Theological propositions in opposition to Calvinism

The Five Articles of Remonstrance or the Remonstrance were theological propositions advanced in 1610 by followers of Jacobus Arminius who had died in 1609, in disagreement with interpretations of the teaching of John Calvin, then current in the Dutch Reformed Church. Those who supported them were called "Remonstrants".

==Background==
Forty-three or so (the exact number is debated) Dutch reformed pastors and theologians met in The Hague on 14 January 1610, to state in written form their views concerning all disputed doctrines. The document in the form of a remonstrance was drawn up by Jan Uytenbogaert and after a few changes was endorsed and signed by all.

The Remonstrants did not reject confession and catechism, but did not acknowledge them as permanent and unchangeable canons of faith. They ascribed authority only to the word of God in Holy Scripture and were averse to all formalism. They also maintained that the secular authorities have the right to interfere in theological disputes to preserve peace and prevent schisms in the Church.

The Remonstrants' Five Articles of Remonstrance was met with a response written primarily by Festus Hommius, called The Counter-Remonstrance of 1611. This text defended the Belgic Confession against theological criticisms from the followers of late Jacob Arminius, although Arminius himself claimed adherence to the Belgic Confession and Heidelberg Catechism till his death.

Finally, the Five Articles of Remonstrance were subject to review by the Dutch National Synod held in Dordrecht in 1618–19 (see the Synod of Dort). The judgements of the Synod, known as the Canons of Dort (Dordrecht), opposed the Remonstrance with Five Heads of Doctrine, with each one set as an answer to one of the five Articles of the Remonstrance. It was this response which gave rise to what has since become known as the Five Points of Calvinism. Modified to form the acrostic TULIP they covered the soteriological topics within Calvinism, summarizing the essence of what they believe constitutes an orthodox view.

==The five articles==
===Article 1===
This article asserts that election is conditional upon faith in Christ, and that God elects to salvation those He knows beforehand will have faith in Him. It rejects the concept that election into Christ is unconditional.

===Article 2===
This article asserts that Christ died for all, but that salvation is limited to those who believe in Christ. It rejects the concept of limited atonement, which asserts that Christ only died for those God chooses to be saved.

===Article 3===
This article affirms the total depravity of man, that man is unable to do the will of God, and cannot save himself, unless spiritually enabled by the prevenient grace of God.

===Article 4===
This article asserts that once God's prevenient grace has enabled a man to believe, man can resist God's grace by exercising his free will. It rejects the idea that justifying grace is irresistible.

===Article 5===
This article, rather than outright rejecting the notion of perseverance of the saints, argues that it may be conditional upon the believer remaining in Christ. The writers explicitly stated that they were not sure on this point, and that further study was needed.

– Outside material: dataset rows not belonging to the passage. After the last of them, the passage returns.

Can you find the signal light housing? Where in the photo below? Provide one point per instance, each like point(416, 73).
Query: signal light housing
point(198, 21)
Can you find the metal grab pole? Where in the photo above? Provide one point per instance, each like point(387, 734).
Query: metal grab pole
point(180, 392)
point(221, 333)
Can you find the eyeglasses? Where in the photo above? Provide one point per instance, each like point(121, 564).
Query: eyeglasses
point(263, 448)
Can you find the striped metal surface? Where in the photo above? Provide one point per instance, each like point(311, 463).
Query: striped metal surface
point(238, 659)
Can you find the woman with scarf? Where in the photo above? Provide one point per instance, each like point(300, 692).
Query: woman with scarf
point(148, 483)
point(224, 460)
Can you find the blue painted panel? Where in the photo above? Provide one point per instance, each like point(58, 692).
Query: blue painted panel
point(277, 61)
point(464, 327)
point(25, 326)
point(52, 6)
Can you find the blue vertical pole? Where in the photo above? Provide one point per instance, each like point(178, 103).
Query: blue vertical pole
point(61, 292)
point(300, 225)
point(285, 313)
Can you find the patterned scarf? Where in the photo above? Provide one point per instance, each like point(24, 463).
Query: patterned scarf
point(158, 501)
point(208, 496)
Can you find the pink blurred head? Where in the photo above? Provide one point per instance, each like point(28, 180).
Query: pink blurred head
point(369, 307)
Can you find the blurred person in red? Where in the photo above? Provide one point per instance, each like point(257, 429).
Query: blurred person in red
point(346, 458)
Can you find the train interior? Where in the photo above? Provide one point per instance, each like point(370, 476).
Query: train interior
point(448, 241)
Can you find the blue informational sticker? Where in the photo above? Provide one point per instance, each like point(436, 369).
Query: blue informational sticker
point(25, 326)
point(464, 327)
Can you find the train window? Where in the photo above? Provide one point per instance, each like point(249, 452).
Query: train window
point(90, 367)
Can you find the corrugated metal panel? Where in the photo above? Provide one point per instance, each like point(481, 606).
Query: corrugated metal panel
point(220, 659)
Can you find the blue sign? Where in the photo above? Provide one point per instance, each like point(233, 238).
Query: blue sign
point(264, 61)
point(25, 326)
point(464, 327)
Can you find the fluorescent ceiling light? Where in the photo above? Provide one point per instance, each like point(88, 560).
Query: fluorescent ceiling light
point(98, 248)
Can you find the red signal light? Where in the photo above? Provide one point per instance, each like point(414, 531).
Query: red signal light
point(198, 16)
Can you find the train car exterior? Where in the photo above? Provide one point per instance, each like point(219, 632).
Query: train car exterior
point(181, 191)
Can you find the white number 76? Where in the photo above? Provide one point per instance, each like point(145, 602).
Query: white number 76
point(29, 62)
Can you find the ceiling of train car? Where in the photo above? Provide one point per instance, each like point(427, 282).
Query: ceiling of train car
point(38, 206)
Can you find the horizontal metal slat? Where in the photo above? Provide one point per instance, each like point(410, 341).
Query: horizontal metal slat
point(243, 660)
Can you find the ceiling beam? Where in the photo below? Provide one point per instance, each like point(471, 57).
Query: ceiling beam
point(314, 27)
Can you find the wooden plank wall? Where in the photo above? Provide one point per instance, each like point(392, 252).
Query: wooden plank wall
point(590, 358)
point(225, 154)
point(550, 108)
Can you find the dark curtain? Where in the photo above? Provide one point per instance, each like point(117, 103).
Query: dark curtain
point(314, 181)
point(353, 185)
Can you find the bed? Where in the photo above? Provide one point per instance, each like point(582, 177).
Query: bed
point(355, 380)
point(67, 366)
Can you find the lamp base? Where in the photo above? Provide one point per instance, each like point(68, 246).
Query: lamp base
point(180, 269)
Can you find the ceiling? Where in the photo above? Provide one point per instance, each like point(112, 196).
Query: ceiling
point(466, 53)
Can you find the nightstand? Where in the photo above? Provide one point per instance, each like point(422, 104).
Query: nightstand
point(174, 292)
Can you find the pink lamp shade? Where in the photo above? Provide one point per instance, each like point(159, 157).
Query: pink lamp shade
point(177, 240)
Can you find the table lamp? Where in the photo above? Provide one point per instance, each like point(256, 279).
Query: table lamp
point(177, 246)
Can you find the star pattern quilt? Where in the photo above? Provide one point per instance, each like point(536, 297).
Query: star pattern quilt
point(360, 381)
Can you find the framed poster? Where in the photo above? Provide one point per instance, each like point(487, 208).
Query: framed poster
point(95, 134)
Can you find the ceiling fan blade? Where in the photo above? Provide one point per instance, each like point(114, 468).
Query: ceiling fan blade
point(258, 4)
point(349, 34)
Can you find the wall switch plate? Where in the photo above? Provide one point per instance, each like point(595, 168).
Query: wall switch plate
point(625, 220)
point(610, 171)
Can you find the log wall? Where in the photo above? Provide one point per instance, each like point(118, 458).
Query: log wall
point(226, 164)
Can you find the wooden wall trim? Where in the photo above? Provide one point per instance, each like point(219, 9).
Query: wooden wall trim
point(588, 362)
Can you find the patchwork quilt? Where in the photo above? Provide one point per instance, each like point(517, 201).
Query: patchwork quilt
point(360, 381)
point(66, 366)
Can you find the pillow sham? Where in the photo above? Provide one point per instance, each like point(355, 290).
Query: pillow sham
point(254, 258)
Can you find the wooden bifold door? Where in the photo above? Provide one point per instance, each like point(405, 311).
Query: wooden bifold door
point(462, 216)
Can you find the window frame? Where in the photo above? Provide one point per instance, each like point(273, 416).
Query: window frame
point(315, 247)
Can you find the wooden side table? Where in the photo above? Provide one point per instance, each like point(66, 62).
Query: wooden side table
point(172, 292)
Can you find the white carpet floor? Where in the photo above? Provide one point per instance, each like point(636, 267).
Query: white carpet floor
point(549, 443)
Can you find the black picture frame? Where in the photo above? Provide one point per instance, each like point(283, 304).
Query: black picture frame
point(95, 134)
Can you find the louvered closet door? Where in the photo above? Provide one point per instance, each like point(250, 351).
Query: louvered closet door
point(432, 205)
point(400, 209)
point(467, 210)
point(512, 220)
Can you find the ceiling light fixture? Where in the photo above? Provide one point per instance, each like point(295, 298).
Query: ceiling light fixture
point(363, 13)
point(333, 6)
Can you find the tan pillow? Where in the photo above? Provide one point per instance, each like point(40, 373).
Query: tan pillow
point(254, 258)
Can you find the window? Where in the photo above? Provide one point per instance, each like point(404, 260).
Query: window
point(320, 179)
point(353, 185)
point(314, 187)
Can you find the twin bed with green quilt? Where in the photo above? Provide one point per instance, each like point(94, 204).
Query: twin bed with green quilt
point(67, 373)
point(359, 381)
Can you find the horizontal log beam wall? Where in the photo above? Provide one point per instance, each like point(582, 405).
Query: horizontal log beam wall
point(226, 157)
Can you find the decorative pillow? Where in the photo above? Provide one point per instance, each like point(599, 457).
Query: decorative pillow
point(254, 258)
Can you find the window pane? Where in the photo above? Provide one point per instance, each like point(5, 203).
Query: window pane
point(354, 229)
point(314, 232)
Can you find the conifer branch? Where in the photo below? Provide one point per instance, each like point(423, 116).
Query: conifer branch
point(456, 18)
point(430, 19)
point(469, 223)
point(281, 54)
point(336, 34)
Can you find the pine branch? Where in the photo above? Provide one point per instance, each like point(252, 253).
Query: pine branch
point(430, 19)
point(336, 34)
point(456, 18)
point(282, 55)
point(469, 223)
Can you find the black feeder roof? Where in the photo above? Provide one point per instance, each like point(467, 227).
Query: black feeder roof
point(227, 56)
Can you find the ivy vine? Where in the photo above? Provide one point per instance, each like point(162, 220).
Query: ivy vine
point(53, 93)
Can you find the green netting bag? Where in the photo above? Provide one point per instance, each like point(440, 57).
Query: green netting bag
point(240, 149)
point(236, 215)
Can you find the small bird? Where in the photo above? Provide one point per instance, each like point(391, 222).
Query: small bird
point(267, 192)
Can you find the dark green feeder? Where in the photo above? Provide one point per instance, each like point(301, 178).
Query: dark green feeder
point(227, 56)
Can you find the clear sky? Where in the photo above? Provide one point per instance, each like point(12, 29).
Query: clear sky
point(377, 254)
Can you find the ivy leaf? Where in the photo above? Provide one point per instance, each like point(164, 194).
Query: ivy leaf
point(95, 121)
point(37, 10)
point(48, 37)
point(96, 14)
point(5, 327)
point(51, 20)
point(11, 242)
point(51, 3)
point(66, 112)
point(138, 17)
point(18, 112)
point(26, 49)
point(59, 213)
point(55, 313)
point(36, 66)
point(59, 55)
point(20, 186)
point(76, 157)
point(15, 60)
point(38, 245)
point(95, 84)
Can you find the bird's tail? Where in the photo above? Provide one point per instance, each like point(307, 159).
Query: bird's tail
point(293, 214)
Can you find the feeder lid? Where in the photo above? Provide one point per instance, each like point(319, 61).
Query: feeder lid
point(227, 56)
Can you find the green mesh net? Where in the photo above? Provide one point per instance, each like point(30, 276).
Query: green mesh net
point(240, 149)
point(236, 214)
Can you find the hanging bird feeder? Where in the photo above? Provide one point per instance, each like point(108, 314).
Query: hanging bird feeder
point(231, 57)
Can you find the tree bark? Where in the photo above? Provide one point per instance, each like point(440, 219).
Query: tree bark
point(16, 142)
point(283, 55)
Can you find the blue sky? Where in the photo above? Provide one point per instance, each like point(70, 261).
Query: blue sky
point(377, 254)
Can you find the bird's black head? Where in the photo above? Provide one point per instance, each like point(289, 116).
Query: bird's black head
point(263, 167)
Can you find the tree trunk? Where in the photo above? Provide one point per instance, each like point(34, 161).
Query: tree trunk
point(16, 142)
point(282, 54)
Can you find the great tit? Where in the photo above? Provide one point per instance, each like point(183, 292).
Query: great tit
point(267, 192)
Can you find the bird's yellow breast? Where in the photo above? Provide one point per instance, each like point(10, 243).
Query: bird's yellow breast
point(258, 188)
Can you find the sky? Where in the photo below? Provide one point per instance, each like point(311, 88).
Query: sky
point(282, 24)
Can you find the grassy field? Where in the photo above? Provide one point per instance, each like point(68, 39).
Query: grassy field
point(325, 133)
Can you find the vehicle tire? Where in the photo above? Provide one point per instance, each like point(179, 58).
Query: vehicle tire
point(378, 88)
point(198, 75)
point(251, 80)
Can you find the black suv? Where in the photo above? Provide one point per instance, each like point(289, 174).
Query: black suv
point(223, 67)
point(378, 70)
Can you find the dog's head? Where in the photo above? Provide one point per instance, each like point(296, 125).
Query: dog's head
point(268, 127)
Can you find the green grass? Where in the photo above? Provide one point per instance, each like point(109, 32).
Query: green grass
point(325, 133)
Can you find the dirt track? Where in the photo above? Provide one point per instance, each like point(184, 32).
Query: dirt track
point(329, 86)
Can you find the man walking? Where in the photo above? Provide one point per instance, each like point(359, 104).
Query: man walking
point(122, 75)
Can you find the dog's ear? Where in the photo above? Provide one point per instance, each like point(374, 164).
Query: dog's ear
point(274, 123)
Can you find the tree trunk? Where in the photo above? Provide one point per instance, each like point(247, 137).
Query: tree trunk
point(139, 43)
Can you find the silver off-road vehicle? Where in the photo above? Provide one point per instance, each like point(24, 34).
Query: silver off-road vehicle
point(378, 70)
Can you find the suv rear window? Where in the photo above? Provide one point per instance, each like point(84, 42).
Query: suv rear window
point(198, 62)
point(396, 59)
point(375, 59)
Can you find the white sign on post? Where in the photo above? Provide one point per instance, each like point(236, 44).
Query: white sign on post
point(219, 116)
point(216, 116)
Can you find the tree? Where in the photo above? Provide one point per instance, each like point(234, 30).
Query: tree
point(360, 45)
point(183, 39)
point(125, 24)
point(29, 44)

Between 1610 and the official proceeding of the Synod of Dort in 1618, the Remonstrants determined that the Scriptures teach that a true believer is capable of falling away from faith and perishing as an unbeliever. They formalized their views in "The Opinion of the Remonstrants" (1618), which was their official position during the Synod of Dort. They later expressed this same view in the Remonstrant Confession (1621).